Antibabelic · 2025-12-30T10:58:23 1767092303

https://en.wikipedia.org/wiki/Modified_condition/decision_co...

closeparen · 2025-12-30T17:40:17 1767116417

Also true of human-written unit tests. You probably also want to have integration or UI automation tests that cover the end-user scenarios in your product requirements, and invariants that are checked against large numbers of examples either taken from production (sanitized of course), in a shadow environment, or generated if you absolutely must.

theptip · 2025-12-30T16:32:31 1767112351

It’s true - but there are “good code” solutions to this already. For example, BDD / Acceptance Tests can be used to write human-readable specs.

IMO it’s quite boilerplate-y to set this up pre-LLM but probably the ROI is favorable now.

Furthermore, as Uncle Bob has written a lot about, putting effort into structuring your tests well is another area that’s usually under-invested. LLMs often write very repetitive tests, but are happy to DRY out, write factories, etc if you ask them.

notimetorelax · 2025-12-30T09:49:36 1767088176

You’re right. What I like doing in those cases is to review very closely the tests and the assertions. Frequently it’s even faster than looking at the SUT itself.

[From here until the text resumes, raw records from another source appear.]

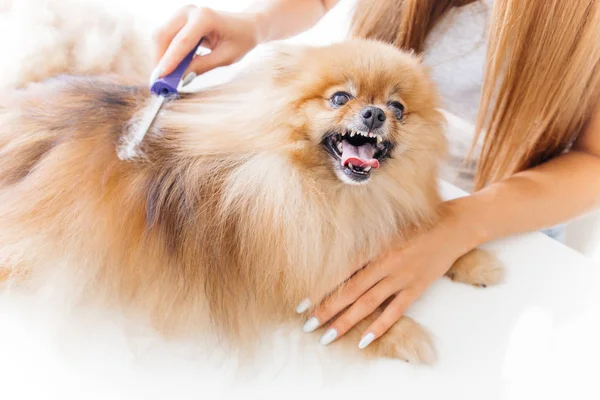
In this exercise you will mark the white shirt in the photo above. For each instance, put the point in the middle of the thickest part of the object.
(455, 52)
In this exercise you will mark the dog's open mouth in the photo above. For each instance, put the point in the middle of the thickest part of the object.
(359, 153)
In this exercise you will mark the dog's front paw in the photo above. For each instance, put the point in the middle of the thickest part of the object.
(478, 268)
(406, 340)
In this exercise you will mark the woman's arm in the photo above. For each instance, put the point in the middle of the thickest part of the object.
(230, 35)
(551, 193)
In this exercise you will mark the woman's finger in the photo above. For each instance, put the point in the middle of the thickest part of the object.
(392, 314)
(199, 24)
(360, 283)
(363, 307)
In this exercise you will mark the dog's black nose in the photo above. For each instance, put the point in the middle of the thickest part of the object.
(372, 117)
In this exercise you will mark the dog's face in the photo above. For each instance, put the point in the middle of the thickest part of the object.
(361, 104)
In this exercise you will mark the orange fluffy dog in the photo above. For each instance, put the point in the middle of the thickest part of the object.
(246, 198)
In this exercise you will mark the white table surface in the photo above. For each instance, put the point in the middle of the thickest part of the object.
(535, 336)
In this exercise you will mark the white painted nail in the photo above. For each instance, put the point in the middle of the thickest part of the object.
(303, 306)
(328, 336)
(310, 325)
(155, 74)
(188, 79)
(366, 340)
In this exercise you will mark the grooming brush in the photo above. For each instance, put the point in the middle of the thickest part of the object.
(166, 88)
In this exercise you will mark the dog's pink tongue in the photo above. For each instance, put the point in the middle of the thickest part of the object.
(359, 156)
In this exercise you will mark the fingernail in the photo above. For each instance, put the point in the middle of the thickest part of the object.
(366, 340)
(188, 79)
(328, 337)
(155, 74)
(310, 325)
(303, 306)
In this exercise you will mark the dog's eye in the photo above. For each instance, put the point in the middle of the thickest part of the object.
(340, 98)
(397, 108)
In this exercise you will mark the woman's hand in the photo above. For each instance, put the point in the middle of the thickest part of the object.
(228, 36)
(400, 275)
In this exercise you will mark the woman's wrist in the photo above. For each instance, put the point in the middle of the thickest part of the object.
(260, 23)
(460, 224)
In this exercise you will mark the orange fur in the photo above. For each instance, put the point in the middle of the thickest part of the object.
(234, 213)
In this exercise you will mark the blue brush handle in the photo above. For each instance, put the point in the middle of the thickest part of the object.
(167, 86)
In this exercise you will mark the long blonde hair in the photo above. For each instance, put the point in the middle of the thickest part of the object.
(542, 72)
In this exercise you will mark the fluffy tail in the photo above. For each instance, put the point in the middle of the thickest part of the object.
(44, 38)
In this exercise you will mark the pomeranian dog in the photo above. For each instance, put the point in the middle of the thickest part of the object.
(246, 198)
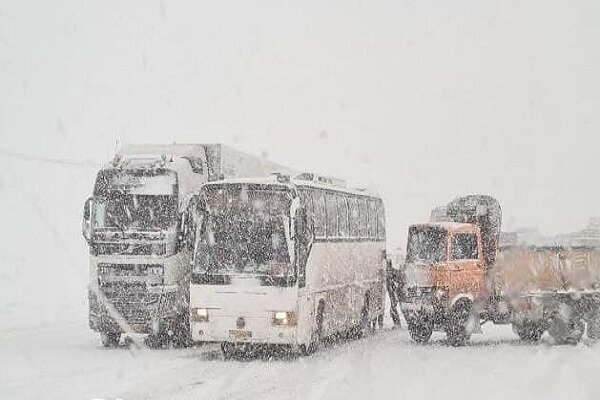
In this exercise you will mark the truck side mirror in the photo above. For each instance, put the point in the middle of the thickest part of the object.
(86, 225)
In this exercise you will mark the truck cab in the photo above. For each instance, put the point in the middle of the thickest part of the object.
(445, 273)
(446, 268)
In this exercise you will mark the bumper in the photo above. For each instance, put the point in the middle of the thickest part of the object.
(257, 330)
(141, 312)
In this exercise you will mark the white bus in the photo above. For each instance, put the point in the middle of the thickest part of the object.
(287, 262)
(139, 278)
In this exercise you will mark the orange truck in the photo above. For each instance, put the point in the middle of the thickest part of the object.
(457, 278)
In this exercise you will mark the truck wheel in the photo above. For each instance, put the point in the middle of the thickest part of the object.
(181, 336)
(420, 328)
(110, 339)
(456, 328)
(367, 325)
(566, 332)
(317, 335)
(228, 350)
(529, 331)
(380, 321)
(593, 327)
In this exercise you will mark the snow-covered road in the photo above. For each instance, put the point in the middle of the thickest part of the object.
(66, 361)
(47, 350)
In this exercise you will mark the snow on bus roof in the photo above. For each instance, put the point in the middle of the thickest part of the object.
(273, 180)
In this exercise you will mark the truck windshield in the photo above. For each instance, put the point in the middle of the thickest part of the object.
(246, 231)
(427, 244)
(135, 200)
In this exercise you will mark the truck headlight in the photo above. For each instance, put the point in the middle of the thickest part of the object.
(199, 314)
(285, 318)
(156, 270)
(159, 249)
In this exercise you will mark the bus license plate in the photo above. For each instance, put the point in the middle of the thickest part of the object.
(238, 334)
(137, 328)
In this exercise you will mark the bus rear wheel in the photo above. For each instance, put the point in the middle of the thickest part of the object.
(110, 339)
(317, 336)
(566, 332)
(529, 331)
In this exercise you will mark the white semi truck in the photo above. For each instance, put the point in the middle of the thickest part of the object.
(139, 277)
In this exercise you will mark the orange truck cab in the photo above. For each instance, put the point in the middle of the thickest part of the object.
(446, 268)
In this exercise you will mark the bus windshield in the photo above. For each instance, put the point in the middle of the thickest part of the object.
(426, 244)
(135, 200)
(246, 231)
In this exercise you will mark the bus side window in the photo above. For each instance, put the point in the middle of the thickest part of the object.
(319, 213)
(380, 220)
(362, 217)
(353, 216)
(331, 207)
(372, 219)
(342, 215)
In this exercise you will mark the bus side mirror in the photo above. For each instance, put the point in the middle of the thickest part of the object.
(86, 225)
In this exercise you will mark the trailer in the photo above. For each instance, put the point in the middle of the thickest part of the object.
(550, 288)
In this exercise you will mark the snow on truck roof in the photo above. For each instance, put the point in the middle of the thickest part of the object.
(449, 226)
(157, 150)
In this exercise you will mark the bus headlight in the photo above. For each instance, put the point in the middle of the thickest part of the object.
(285, 318)
(199, 314)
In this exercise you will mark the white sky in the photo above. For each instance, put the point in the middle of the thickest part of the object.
(425, 99)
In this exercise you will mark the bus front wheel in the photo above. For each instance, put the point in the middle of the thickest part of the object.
(420, 328)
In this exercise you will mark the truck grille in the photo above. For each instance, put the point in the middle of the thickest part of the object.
(132, 301)
(127, 291)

ruszki · 2025-12-30T10:28:40 1767090520

I heard this “review very closely” thing many times, and rarely means review very closely. Maybe 5% of developers really do this ever, and I probably overestimate it. When people send here AI generated code, it’s quite obvious that they don’t review code properly. There are videos when people recorded how we should use LLMs, and they clearly don’t do this.

christophilus · 2025-12-30T12:32:57 1767097977

Yeah. This is me. I try, but I always miss something. The sheer volume and occasional stupidity makes it difficult. Spot checking only gets you so far. Often, the code is excellent except in one or two truly awful spots where it does something crazy.

eternityforest · 2025-12-31T04:18:36 1767154716

Tests freeze behavior in place, and manual end to end testing can confirm that the most common paths are at least kind of correct ish.

Obviously that's not good enough, but I'd much rather have AI tests than poor test coverage.

dbdoskey · 2025-12-30T16:45:18 1767113118

In theory, that is the benefit of having an agent that is limited to only doing the tests, and an agent that only does the coding, and have them run separately, that way to fix a test, you don't change the test, etc...

eru · 2025-12-30T10:12:07 1767089527

Well, we let humans write both business logic code and tests often enough, too.

Btw, you can get a lot further in your tests, if you move away from examples, and towards properties.

jaynetics · 2025-12-30T11:19:25 1767093565

Can you give an example (pun not intended) of testing with properties?

eru · 2025-12-30T13:27:48 1767101268

https://fsharpforfunandprofit.com/series/property-based-test... is an entertaining intro.

https://hypothesis.readthedocs.io/en/latest/ are the docs for one of the best property based testing libraries available in any language.

machomaster · 2025-12-30T11:49:11 1767095351

You could mitigate that risk by using different agents (versions, companies).